In a lease, the broker’s commission is paid by the lessor (landlord). This is normally a pre-arranged percentage of the rental based on industry norms.

Property escalations rates have no direct relationship with the rate of inflation.

Investors have a choice of possible investment vehicles which range from the money market, stocks and bonds, to property and they compare the returns /risks involved before making an investment.

A landlord/investor requires an annual % return on their investment, regardless of where the money is invested. In property, this return would be a combination of both the rental income and the capital growth of the property. In developing his property investment model, the landlord would project his cash-flows and returns for 10 years, taking into consideration the risks associated with potential vacancy factors, maintenance costs etc.

Proactive agents have knowledge of sites available to lease that may not be listed or available for the open market. Because brokers hold non-exclusive mandates from a large number of institutional property owners, they are able to show you the most comprehensive list of suitable properties. Moreover, an experienced broker has the market knowledge to negotiate a competitive rental.
Leltable area includes a proportionate percentage of common areas, such as entrance foyers, stairwells and toilets. Usable area is the balance of space left for the tenant’s exclusive use.
Income from a property calculated as a percentage of value. The rental yield is calculated, by dividing the annual net rental received by the asking price of the property.
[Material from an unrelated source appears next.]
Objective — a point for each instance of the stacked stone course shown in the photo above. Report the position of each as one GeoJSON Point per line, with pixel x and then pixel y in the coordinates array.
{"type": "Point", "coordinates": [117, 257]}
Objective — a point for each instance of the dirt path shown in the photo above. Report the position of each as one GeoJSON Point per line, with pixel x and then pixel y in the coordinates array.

i.e Net monthly rental R 10 000.00
Operating costs R 2 500.00
Parking – monthly R 1 900.00
Gross Monthly rental R 14 400.00
Total net monthly rental R 11 900.00
Annual net rental R 142 800.00
Asking price R 1500 000.00
Calculation R 142 800.00 ÷ 1 500 000%
Selling yield 9.52%
Alternatively if a seller is selling his property on a yield basis and provides you with the net annual income, you can determine the selling price as follows:
Asking yield 11%
Annual net rental R 142 800.00
Calculation R 142 800.00 ÷ 11%
Selling price R 1 298 000.00

 

 

To do a comprehensive valuation on a property, it would be best to calculate the internal rate of return (IRR). The IRR is calculated by first determining the total cash flow derived from an investment during the anticipated investment period i.e. 10 years and then calculating an annual investment return %. This % is calculated by discounting all the net annual cash flow’s to a net present value of nil, thereby resulting in an annual investment return % which takes all the cash flow generated from the investment into account. It is imperative to ensure that all the outgoing expenses are accounted for in determining the net annual income i.e.

  • Rates and taxes
  • Common electricity
  • Insurance
  • Security
  • Building maintenance and repairs
  • Levies
  • Commissions, marketing costs, advertising etc
  • Income tax
  • Capital gains tax
  • Transfer and bond registration costs (transfer duty, VAT etc)
  • Property financing (bond amount, bond period, interest rate, deposit)
  • Additional operating costs

As can be seen from the list of the variables above, the IRR will provide an investor with the most comprehensive and accurate indication of investment return.